Because, for the last two decades, here is how it has gone down every time I've hit that corner: I realize the time with family is over. The next morning, I'm leaving for Athens, the start of a long, bittersweet journey back to Philadelphia.

This, after spending about two weeks, night after night, on wide-open patios talking with the elderly aunts I never knew as a kid, the cousins I never see enough, squeezing in essential exchanges that, back home, are enjoyed by friends any time they want - over a leisurely Sunday dinner, a lazy summer barbecue, a packed Thanksgiving dinner table.

Those olive trees? They are markers of the inevitable sadness of separation. Will I ever see these people again? Am I ready to make do without them for another few years? Is this really my day-to-day world - parents long dead, the whole brood this far away, all in their 80s, and only getting closer to the end?

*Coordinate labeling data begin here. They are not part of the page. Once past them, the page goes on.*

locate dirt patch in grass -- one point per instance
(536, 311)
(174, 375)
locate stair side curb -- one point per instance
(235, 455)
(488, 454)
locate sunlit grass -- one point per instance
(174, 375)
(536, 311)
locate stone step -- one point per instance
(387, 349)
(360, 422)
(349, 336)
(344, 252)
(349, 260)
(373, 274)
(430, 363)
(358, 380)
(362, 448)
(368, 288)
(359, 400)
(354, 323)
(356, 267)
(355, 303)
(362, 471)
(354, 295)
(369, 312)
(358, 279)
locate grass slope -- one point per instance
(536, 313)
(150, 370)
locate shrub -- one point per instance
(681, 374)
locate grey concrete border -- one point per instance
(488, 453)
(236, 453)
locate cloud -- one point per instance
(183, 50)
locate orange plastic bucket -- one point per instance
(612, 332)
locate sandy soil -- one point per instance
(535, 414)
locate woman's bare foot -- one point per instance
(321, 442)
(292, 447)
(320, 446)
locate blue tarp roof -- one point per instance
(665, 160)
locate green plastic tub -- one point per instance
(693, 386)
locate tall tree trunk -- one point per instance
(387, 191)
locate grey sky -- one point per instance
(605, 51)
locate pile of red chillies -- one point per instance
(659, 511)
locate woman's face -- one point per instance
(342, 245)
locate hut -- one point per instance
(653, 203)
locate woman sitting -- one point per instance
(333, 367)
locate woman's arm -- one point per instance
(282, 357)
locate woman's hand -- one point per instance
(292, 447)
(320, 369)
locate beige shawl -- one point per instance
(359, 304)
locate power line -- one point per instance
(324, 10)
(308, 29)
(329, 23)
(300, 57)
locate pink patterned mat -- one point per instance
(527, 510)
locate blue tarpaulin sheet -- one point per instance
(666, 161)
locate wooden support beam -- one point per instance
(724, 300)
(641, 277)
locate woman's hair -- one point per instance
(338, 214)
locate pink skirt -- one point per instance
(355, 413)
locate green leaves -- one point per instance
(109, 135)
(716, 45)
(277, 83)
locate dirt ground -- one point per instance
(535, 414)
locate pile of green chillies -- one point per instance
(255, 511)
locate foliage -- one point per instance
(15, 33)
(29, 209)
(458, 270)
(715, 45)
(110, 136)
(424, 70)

Even this year, with a husband and newborn son by my side for the first time after countless trips there alone, even after splashing and swimming with the little guy in the same sea my mother loved as a child, the sadness struck as I turned that corner. And little did I know that this time, my fears would be justified.

Of course, there are lots of reasons to get sentimental when you venture through the history of your family's life. My mother was born in this place. My mother left this place. My mother died far away from this place. And I, as an adult, have made this place a second, if entirely inadequate, home. You don't breeze in, and you sure as heck don't breeze out.

The bell hanging atop the church next to my aunt's house still tolls in a minor key when someone dies. Roosters still wake you in the morning. And the summer sun is so hot you still sleep it off at midday before spending the evening outside. All of this is unchanged from that day in 1963 when my 22-year-old mother boarded a boat for a voyage of hope but isolation in America.

But here's what is not sentimental: The people she left behind - their love, their warm embrace, their memories of a beloved sister, aunt, and cousin - have endured, somehow immune to the ravages of time.

There were many examples. Austere octogenarian aunts and uncles melted into baby talk as they babbled with my effervescent little son. Weathered faces lit up at the sight of the crawling rascal. Calloused hands flew through the air delighting the youngster with palamakia - claps.

But the most poignant moment came that final night, in my mother's sister's house, right before we left.

Her husband, an always joyful if dignified sort who had been a favorite of my late father's and, truth be told, of mine, was seated in a room. He was attached to oxygen, as he had been for several years.

When we had first greeted him two weeks earlier, he appeared ghostly, his normally firecracker style subdued by a chronic lung condition that had confined the lifelong farmer indoors.

But after two weeks of being feted by us and his son, who had come down from Athens for an extended visit, my uncle was a different man - full of life, the crackle back in his eyes.

This was the man who had studied Greek army discharge papers I had found in my father's effects and deciphered them to reveal he had been a special-forces soldier in combat. This was the man who had kept my mother's sister laughing for six decades of an otherwise difficult life working the fields. This was an uncle through marriage whom I adored.

For the big goodbye, I offered him reassurance, first in Greek, and then translating for my husband. Stay upbeat, I said, almost issuing an order, as I made sure not to step on his oxygen tube.

My uncle took my hands and issued the longest speech we'd heard from him. The part I most remember involved him smiling wide as he urged my little family, "Na eiste agapimeni."

What it means: "Love each other."

His, too, was an order.

A month later, there was news. My uncle was in the hospital, and things looked grim. About a week later, he died.

And so, on this Thanksgiving, I treasure the Asopos olive trees, for they are symbols of familial love that sticks to you - no matter how far the distance between you and those who love you back.